O governador disse que o Brasil precisa preservar seus ativos ambientais, mas sem aceitar imposições de países que não cumprem as próprias metas climáticas.

“Nós queremos preservar os nossos ativos ambientais. Temos que cumprir a lei brasileira. Eu sempre defendi as penas duras, duríssimas, para quem descumpriu o Código Ambiental Brasileiro. Por que que o governo da Marina… por que que a Marina não abraçou isso daí?”, questionou.

Mauro reforçou que não aceita que nações industrializadas tentem impor ao Brasil o papel de “pulmão do mundo”, enquanto continuam consumindo combustíveis fósseis em larga escala.

“Não podemos aceitar que eles venham aqui, dê um dinheirinho, virem as costas, continuem fazendo o que sempre fizeram lá e que nós aqui nos transformemos num país das florestas, enquanto eles são um país da indústria, do consumo de petróleo, do consumo de carvão e do consumo de xisto, que são altamente poluentes no planeta”, afirmou.

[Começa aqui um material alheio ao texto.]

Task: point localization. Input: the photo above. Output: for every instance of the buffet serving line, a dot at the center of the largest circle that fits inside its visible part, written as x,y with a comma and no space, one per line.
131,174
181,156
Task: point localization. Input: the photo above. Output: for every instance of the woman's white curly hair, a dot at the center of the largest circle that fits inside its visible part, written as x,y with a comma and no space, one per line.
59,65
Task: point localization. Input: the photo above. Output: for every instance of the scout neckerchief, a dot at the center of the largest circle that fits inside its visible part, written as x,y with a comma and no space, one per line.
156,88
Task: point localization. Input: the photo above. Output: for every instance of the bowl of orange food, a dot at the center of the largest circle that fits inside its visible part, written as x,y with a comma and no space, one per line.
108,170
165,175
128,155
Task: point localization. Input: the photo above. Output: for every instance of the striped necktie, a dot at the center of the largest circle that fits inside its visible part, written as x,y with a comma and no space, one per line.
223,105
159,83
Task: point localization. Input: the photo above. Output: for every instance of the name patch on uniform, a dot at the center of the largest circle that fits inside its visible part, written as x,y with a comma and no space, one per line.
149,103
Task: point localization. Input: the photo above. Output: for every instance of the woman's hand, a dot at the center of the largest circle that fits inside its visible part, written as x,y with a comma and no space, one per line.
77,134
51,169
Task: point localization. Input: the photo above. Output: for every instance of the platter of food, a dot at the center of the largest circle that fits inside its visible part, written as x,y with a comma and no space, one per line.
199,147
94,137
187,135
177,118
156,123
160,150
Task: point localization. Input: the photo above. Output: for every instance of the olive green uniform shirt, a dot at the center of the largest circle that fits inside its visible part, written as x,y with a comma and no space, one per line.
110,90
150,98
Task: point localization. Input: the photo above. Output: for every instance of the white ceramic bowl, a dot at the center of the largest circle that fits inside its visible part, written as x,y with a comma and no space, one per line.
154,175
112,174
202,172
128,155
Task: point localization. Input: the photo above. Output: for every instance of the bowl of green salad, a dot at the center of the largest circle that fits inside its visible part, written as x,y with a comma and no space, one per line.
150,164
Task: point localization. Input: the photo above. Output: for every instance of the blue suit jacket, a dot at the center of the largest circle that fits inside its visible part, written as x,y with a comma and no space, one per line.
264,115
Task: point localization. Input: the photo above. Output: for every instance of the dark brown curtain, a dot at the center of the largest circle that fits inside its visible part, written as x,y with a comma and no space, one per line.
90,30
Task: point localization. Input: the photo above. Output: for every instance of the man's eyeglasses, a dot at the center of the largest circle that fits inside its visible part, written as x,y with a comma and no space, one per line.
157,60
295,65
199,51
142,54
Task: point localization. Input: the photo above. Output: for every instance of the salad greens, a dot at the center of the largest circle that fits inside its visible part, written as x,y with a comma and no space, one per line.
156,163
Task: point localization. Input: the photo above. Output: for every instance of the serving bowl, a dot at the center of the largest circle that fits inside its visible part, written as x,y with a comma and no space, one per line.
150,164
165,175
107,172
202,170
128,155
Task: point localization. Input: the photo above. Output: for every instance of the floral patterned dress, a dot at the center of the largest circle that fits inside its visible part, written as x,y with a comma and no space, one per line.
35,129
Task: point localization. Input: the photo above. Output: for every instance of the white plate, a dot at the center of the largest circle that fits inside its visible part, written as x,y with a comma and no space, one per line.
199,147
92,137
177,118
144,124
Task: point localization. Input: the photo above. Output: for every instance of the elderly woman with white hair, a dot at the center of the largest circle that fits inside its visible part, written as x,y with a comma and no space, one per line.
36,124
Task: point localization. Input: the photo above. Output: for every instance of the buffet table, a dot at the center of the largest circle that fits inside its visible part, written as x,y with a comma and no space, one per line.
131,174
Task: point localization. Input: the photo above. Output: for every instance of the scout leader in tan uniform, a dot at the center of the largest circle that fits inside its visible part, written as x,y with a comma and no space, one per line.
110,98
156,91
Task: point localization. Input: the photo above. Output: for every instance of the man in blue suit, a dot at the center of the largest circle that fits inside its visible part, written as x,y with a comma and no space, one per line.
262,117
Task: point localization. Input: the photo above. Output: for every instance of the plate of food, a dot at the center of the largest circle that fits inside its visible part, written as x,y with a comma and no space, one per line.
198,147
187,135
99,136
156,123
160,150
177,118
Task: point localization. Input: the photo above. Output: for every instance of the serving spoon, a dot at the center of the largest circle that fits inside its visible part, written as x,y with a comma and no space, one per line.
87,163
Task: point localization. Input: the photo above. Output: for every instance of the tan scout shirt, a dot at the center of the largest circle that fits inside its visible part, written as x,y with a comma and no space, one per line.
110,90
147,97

As críticas ocorreram após o anúncio do lançado o Fundo Florestas Tropicais para Sempre (TFFF), ocorrido durante a COP30. O programa foi apresentado por 53 países e prevê a mobilização de recursos públicos e privados para incentivar a preservação de florestas tropicais. Entre os compromissos anunciados estão US$ 3 bilhões da Noruega ao longo de dez anos, até US$ 577 milhões da França até 2030 e aportes de Brasil e Indonésia de US$ 1 bilhão cada.